The results show that memory capacity affects decision-making in a stage-dependent, non-linear manner, indicating that simply increasing memory size does not continuously improve performance in long-horizon tasks. With moderate capacity, the agent retains the most discriminative information, reducing interference and enabling more stable reasoning and compact decision trajectories. However, excessively large memory introduces retrieval noise and attention diffusion, weakening reasoning stability and increasing hesitation. Overall, these findings highlight that effective long-term cognition depends on well-structured, selectively managed memory integrated with reasoning, rather than unbounded memory expansion.
V. Conclusions
This paper addresses agent cognitive modeling with long-term memory and reasoning capabilities and proposes a unified learning framework. The framework integrates perception representation, long-term memory management, reasoning mechanisms, and decision policies into a single cognitive loop. By explicitly modeling the storage, retrieval, and reasoning roles of historical information, the approach overcomes the strong dependence on short-term states in conventional policy learning. It enables agents to maintain more stable goal orientation and decision consistency in long-horizon interactive tasks. The study demonstrates that strengthening the use of historical experience at the cognitive structure level is a critical pathway to improving performance in complex tasks.
At the methodological level, long-term memory is treated as a core cognitive component rather than a simple state buffer. Memory retrieval results are directly incorporated into reasoning and policy generation. This allows the agent to integrate past and current information more effectively when dealing with multi-stage tasks and partially observable environments. As a result, the agent can form coherent action sequences across time. This design improves decision efficiency and stability.
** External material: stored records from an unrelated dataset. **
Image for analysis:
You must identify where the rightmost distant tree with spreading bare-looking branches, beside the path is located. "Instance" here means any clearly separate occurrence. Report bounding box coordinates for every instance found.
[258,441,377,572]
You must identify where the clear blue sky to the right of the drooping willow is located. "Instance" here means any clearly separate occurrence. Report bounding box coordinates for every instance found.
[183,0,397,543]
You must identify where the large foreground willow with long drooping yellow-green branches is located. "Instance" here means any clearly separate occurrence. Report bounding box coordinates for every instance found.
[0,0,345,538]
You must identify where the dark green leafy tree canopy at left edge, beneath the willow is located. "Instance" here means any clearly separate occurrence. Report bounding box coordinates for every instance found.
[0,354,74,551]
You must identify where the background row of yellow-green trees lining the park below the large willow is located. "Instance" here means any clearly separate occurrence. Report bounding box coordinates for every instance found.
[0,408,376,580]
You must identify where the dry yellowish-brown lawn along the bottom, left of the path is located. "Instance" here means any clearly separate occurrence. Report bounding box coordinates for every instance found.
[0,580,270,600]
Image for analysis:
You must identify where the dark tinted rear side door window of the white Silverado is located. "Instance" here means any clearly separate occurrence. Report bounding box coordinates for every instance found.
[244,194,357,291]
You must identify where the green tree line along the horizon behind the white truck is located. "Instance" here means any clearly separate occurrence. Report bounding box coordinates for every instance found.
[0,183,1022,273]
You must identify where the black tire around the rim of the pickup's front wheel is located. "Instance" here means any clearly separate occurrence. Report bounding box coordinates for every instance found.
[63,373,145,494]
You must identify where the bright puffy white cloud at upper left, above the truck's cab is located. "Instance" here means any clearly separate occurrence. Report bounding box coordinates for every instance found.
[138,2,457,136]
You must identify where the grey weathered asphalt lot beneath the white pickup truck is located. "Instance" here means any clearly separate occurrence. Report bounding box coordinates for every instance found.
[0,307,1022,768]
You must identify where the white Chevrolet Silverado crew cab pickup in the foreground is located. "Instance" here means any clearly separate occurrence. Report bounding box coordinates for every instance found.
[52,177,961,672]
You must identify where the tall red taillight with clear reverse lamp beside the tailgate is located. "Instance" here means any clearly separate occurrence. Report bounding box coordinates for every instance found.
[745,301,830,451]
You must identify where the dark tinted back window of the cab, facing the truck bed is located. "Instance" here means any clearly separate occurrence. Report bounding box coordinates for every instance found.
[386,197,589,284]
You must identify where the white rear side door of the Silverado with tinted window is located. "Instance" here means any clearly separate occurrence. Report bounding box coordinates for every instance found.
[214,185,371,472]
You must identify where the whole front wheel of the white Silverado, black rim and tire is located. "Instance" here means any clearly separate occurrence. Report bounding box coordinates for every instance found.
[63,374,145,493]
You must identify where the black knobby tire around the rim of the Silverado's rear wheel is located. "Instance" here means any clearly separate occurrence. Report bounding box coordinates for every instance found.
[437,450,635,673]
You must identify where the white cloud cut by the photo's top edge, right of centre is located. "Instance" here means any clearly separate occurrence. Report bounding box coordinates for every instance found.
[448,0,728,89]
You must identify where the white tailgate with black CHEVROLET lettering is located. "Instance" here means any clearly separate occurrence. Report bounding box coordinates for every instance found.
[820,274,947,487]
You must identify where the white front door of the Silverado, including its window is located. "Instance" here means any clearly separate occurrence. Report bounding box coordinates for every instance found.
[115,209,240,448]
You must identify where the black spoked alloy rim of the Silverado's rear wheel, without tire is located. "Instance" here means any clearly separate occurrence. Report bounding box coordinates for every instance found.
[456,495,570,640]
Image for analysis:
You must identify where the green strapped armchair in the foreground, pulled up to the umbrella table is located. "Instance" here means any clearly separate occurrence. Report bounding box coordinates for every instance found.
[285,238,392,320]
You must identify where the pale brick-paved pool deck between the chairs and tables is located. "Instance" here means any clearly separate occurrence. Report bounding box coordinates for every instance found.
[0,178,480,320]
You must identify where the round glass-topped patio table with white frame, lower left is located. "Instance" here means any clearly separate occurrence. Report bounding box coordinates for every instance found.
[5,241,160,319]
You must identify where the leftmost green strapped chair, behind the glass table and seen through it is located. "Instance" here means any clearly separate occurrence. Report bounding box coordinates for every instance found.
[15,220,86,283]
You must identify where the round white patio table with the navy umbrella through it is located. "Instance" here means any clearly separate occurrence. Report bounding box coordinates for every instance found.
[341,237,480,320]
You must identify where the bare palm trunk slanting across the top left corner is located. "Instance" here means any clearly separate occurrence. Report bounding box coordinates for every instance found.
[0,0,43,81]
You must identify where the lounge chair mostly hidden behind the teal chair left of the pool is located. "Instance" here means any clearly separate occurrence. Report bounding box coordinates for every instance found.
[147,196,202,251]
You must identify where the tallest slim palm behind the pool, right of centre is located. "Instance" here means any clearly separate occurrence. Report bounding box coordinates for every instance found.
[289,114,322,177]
It also provides structured support for interpretable analysis of agent behavior, which helps explain how historical information is used in long-horizon decision-making.
From an application perspective, the proposed cognitive modeling framework is relevant to a wide range of real-world scenarios. Systems that require continuous decision making and long-term planning often face long task horizons, frequent state changes, and sparse feedback. Examples include complex service process management, large-scale information retrieval, and interactive recommendation systems. Agents equipped with long-term memory and reasoning can better maintain global goal consistency, reduce ineffective exploration, and prevent policy degradation. This leads to improved system efficiency and user experience. These observations indicate strong potential for practical deployment of cognition-driven agent designs.
Looking ahead, further development of long-term memory and reasoning mechanisms will support the construction of more general and reliable agents. Adaptive strategies for memory organization and updating in open environments will directly affect scalability in continual learning settings. In addition, combining cognitive modeling with practical constraints such as safety and resource limits may enable more stable deployment in complex systems. Overall, this work offers new insights into understanding and designing long-term intelligent behavior from a cognitive perspective. It also provides valuable reference for the sustained evolution and performance improvement of intelligent systems in related application domains.